In our history of female ritual healing, Kristine and I frequently reference the teachings on this day as “Smith’s April 28, 1842 revelation.” I included a similar statement in a manuscript, which a reviewer recently criticized as an unsupportable characterization. I think that this is a really interesting predicament that leads us to question what a Joseph Smith revelation actually is.
I think that the appellation of “revelation” for the April 28, 1842 minute is not only defensible, but it is accurate. Smith claimed the teaching were “according to revelation,” a threshold far higher than other standards commonly employed. I think that contemporary Mormons generally imagine the text of Joseph Smith’s revelations issuing forth from his mouth or to his hand directly into their canonized place in Mormon scripture. For a number of sections this is a close approximation. My sense, however, is that the same reviewer who was incredulous of my usage of “revelation” for the April 28, 1841, teachings may have been perfectly comfortable if I had called section 128 or 130 of the current Doctrine and Covenants a revelation. There are interesting counter examples not added by Orson Pratt in the 1870s, but the Nauvoo “revelations” are particularly interesting because Joseph Smith had generally moved away from dictating revelations at that point, yet ultimately revealed skads of new stuff (See Robin’s interview here).

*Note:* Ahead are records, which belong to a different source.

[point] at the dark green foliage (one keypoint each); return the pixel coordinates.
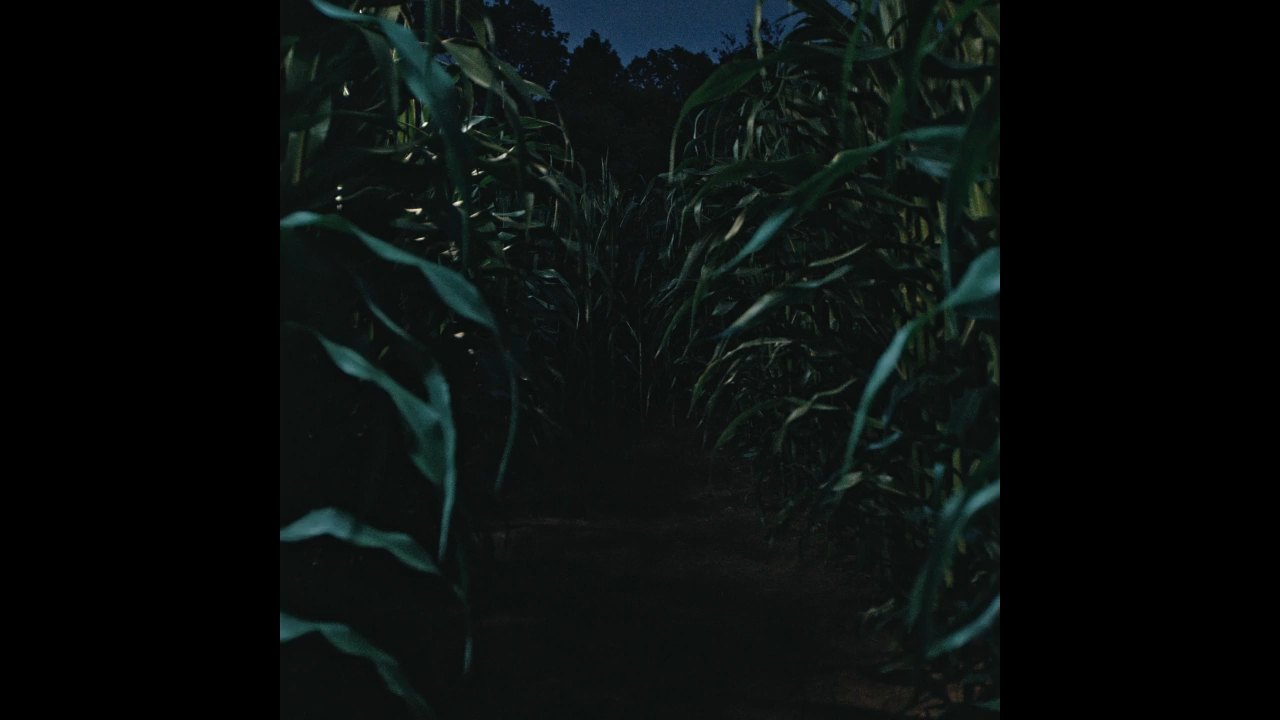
(800, 249)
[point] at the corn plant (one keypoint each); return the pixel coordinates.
(836, 313)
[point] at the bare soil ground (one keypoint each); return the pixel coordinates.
(635, 582)
(641, 587)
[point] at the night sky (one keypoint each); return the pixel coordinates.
(638, 26)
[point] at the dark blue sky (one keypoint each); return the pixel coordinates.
(638, 26)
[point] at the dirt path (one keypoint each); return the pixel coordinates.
(667, 605)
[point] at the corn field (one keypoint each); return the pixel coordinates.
(812, 291)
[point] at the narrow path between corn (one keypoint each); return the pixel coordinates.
(656, 596)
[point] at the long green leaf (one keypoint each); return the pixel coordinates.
(342, 525)
(351, 642)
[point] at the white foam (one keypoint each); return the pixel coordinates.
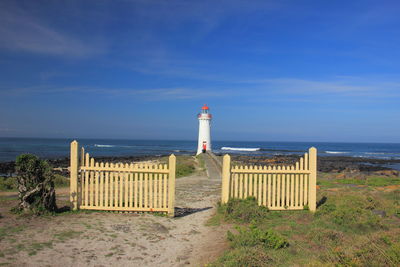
(96, 145)
(336, 152)
(240, 148)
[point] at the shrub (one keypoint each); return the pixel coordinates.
(35, 185)
(253, 236)
(60, 181)
(243, 210)
(350, 213)
(8, 183)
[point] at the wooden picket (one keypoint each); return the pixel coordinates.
(121, 187)
(276, 187)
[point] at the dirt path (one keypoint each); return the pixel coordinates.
(121, 239)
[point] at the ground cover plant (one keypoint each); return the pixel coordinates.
(353, 226)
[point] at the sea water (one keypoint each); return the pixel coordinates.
(10, 148)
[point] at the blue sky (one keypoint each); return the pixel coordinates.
(269, 70)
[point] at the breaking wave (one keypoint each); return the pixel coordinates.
(240, 148)
(336, 152)
(96, 145)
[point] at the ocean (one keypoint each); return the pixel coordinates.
(10, 148)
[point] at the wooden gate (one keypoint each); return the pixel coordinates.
(276, 187)
(121, 187)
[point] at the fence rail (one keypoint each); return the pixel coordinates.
(121, 187)
(276, 187)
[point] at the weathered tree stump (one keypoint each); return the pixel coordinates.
(35, 185)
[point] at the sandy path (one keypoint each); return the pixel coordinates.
(119, 239)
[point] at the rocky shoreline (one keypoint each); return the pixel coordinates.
(325, 164)
(328, 163)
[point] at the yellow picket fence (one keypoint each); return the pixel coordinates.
(121, 187)
(276, 187)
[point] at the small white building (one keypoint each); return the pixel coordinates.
(204, 130)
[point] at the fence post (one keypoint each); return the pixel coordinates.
(312, 201)
(226, 174)
(171, 186)
(73, 182)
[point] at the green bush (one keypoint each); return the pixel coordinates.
(8, 183)
(253, 236)
(35, 185)
(243, 210)
(352, 213)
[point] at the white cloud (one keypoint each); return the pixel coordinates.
(146, 94)
(19, 31)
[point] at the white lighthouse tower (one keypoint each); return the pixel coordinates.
(204, 130)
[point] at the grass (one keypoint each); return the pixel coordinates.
(65, 235)
(9, 184)
(352, 227)
(185, 166)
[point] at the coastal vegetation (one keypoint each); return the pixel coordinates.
(35, 182)
(356, 224)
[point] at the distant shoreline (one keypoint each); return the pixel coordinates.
(325, 163)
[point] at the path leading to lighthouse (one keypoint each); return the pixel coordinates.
(125, 239)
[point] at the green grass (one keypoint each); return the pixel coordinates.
(8, 184)
(346, 230)
(9, 231)
(60, 181)
(185, 166)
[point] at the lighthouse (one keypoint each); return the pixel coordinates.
(204, 130)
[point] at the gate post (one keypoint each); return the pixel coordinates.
(226, 175)
(312, 201)
(171, 185)
(73, 181)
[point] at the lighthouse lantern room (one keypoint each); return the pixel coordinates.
(204, 130)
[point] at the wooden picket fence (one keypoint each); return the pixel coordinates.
(121, 187)
(276, 187)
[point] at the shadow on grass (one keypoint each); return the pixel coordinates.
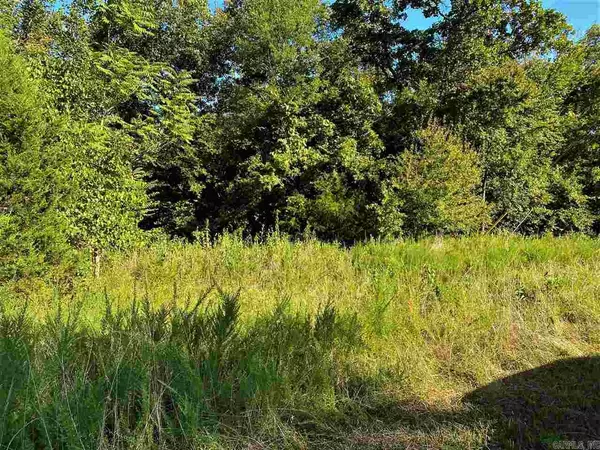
(555, 406)
(547, 406)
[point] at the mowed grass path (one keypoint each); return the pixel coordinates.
(437, 319)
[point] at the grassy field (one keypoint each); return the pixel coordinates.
(481, 342)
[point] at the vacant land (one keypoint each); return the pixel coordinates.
(441, 343)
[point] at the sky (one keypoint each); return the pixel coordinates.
(581, 14)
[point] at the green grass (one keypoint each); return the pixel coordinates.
(441, 343)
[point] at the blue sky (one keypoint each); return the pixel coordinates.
(581, 14)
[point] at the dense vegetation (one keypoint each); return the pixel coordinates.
(310, 117)
(254, 178)
(309, 345)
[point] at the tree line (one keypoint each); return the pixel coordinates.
(120, 119)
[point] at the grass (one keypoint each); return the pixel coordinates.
(440, 343)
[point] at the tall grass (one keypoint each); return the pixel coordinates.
(282, 344)
(167, 377)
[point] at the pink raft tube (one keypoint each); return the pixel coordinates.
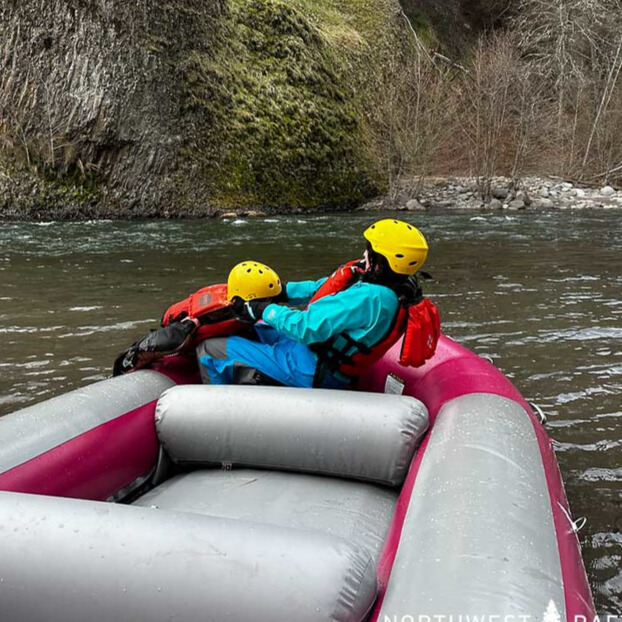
(244, 504)
(484, 500)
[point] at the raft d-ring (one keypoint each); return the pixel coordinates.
(576, 525)
(538, 412)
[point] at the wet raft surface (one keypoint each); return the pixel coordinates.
(541, 293)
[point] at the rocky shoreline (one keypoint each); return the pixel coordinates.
(532, 193)
(450, 193)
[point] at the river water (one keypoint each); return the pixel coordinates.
(539, 292)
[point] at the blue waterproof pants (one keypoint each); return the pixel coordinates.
(226, 360)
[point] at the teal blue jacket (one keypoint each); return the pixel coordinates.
(364, 311)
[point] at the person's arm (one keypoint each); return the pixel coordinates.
(348, 310)
(300, 292)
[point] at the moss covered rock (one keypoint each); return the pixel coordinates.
(186, 107)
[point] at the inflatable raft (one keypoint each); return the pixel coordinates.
(430, 492)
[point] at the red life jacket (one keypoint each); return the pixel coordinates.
(417, 321)
(208, 305)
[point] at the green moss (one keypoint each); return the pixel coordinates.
(281, 108)
(423, 27)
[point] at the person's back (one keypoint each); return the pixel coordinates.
(350, 320)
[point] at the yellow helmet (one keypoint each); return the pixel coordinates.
(401, 244)
(251, 279)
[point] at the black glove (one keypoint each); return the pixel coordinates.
(251, 311)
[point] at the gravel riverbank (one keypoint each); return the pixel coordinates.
(533, 193)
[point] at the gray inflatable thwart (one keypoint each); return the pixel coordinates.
(64, 560)
(67, 416)
(355, 511)
(479, 534)
(365, 436)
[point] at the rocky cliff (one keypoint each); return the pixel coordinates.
(153, 108)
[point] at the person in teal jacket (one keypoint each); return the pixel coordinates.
(290, 344)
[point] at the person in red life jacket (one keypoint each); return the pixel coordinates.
(351, 319)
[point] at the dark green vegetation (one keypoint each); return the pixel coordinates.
(187, 107)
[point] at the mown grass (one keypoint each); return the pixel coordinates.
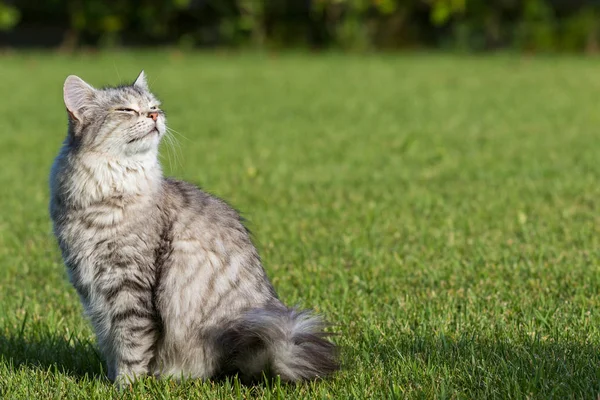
(441, 211)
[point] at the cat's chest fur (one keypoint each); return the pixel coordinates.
(113, 233)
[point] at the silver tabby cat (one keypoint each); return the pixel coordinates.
(166, 273)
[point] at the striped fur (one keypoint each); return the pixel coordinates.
(167, 273)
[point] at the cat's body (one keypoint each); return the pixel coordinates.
(167, 274)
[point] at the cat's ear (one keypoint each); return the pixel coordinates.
(77, 94)
(141, 82)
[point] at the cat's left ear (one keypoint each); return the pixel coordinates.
(141, 82)
(77, 95)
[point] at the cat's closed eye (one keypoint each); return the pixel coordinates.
(130, 110)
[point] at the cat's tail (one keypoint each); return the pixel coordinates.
(280, 341)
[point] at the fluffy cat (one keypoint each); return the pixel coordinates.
(167, 273)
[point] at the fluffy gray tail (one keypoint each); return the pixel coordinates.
(278, 341)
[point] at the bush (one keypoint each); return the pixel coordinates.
(530, 25)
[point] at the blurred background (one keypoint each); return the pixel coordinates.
(467, 25)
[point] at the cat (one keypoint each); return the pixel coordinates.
(167, 274)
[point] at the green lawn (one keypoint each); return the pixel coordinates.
(443, 212)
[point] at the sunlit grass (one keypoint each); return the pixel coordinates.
(442, 212)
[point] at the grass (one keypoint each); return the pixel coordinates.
(443, 212)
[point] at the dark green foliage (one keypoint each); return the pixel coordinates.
(530, 25)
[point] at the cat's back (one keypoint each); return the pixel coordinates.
(200, 216)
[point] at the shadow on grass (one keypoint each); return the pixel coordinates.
(484, 368)
(55, 352)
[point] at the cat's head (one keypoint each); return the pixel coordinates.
(122, 121)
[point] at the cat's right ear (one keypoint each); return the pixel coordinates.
(77, 94)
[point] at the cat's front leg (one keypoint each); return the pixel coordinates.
(129, 334)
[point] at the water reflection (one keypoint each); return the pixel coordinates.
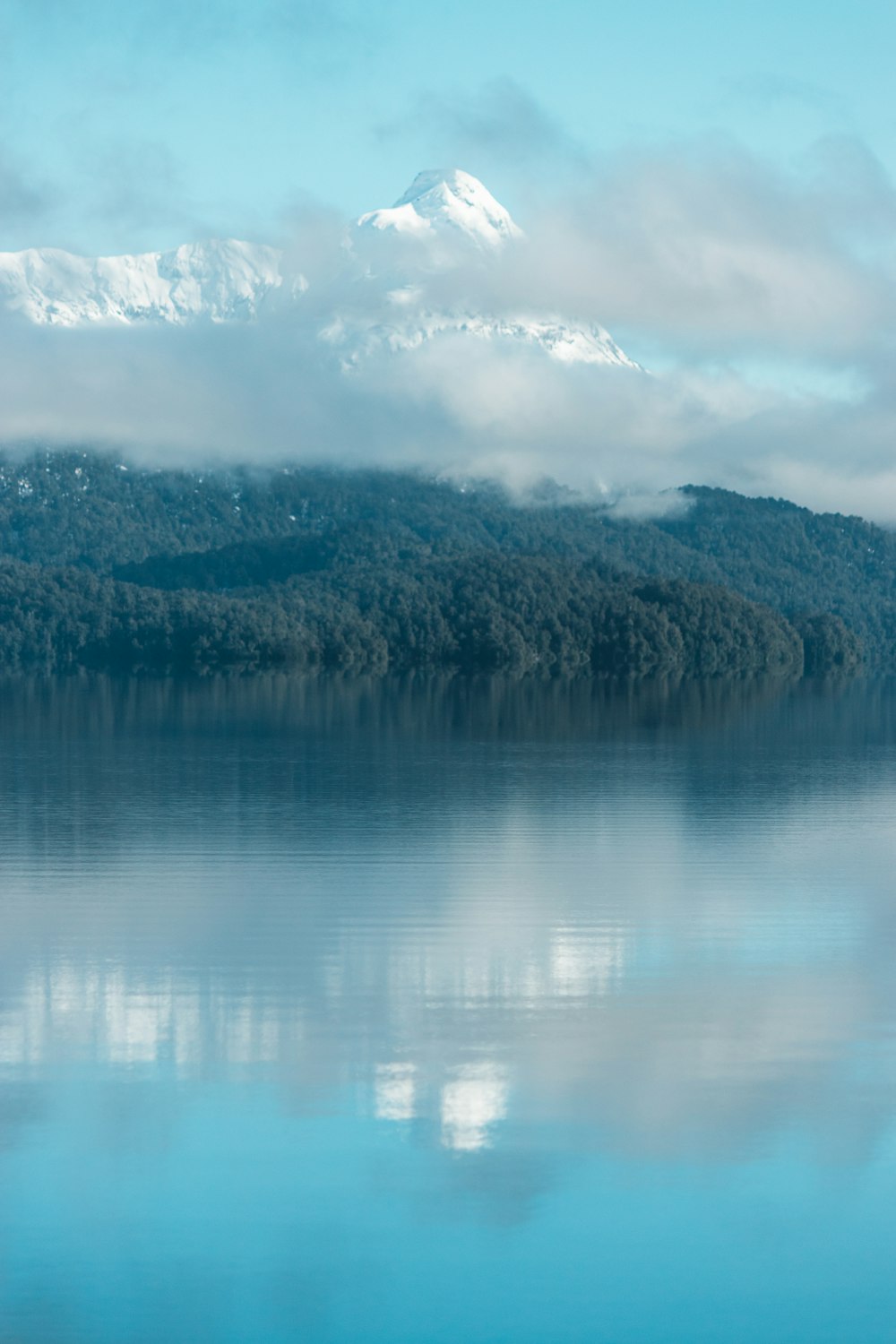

Orson had to scour Joseph Smith’s history for Nauvoo materials. Section 128 was a letter about baptism for the dead, which claimed no specific revelatory nature (though it did invoke a previous letter that did). Section 130 is a hodge-podge account of some of Joseph Smith’s teachings in Ramus, Ill with a fascinating textual history. I don’t think that I would cite either as a Joseph Smith revelation.
Historians in Nauvoo had used the highly abbreviated “Book of the Law of the Lord” summary for the April 28, 1842 entry in the early draft of the “Manuscript History.” They did add the minutes of the Female Relief Society of Nauvoo to the addendum [n2]. It is unclear to me when this addendum was created and what role Eliza R. Snow may have had in it. When the apostle-historians and their clerks in Utah prepared and published “Joseph Smith’s History” in the 1850s, they included the edited minutes [n3]. However, Orson did not include the April 28, 1842 material in his edition of the Doctrine and Covenants. Right now, I can only speculate as to why.
These minutes were frequently reprinted in newspapers and periodicals into the early twentieth century, then they fell out of use, and perhaps favor. Most recently the JSPP published digital images and transcripts and Deseret Book published a version of Joseph Smith’s teachings from this document as The Beginning of Better Days. They will be included, as I understand it, in the forthcoming Relief Society Documentary History.
- A transcript of this entry is available in Journals 2 volume of the JSPP, and in the second volume of Dean Jessee’s incipient Papers of Joseph Smith.
- “Manuscript History of the Church,” April 28, 1842, 3:1326; Addendum 3:26–27, 38-43, in Selected Collections, 1:1; also available at the CHL website.
- “Manuscript History of the Church,” April 28, 1842, 10:468–71, Selected Collections, 1:2; “History of Joseph Smith,” Deseret News, September 19, 1855, 217–18.